Уинифред задохнулась. Словно не до конца осознавая, что натворил, Дарлинг отпустил перо, вскочил и попятился. Маленькое золотое острие застряло у Уоррена глубоко в крепкой мясистой шее, пустив по коже струйку чернил. Побагровев и выпучив глаза, мужчина выдернул его и прижал к шее ладонь. Меж пальцев брызнула алая кровь. Вместо страха на Уинифред вдруг накатила волна тошнотворной слабости. Она безучастно наблюдала, как на губах Уоррена вздуваются кровавые пузыри, как Теодор в ужасе мотает головой из стороны в сторону. Острое окровавленное перо неподвижно, словно пытаясь затаиться, лежало на ковре. Кто-то у нее за спиной с удивлением выругался, опершись руками на спинку ее стула, и она узнала голос приятеля Боуди.
Словно потеряв вдруг опору, Уоррен, задыхаясь и надрывно кашляя, бухнулся животом на стол. Глаза с бешено расширившимися зрачками остановились на Уинифред, и она похолодела.
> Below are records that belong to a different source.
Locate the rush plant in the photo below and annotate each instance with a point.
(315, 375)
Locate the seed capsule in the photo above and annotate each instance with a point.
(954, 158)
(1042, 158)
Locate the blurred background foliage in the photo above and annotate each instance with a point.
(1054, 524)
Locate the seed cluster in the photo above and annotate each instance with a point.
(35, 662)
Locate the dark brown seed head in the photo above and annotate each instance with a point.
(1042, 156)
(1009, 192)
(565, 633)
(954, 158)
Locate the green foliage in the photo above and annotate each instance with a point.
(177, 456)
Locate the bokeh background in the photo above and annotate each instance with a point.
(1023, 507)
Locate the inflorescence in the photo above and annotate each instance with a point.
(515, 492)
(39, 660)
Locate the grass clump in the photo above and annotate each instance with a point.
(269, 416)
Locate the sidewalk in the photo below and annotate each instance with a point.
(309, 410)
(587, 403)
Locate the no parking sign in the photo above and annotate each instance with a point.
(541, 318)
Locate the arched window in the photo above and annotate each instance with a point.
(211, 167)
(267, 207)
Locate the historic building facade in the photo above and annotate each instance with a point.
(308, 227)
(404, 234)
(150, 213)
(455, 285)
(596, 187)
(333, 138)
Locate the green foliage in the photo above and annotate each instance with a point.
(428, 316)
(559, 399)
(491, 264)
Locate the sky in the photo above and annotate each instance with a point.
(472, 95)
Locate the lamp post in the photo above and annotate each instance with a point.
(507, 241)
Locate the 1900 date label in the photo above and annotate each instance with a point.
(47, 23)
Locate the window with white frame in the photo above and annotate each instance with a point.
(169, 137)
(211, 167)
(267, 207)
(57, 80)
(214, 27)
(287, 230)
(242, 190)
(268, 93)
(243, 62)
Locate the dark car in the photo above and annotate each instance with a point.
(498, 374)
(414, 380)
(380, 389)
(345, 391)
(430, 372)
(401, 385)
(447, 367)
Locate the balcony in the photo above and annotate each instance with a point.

– Я любил тебя, – со свистом выдавил он. – Как дочь.
Уоррен отнял от раны руку, словно держать ее стало слишком тяжело. Кровь хлынула фонтаном, заливая его кожу и воротник. Он хотел встать, но сумел только немного приподнять голову и посмотреть на Теодора. Юноша посерел от ужаса, на его щеках блестели ручейки слез.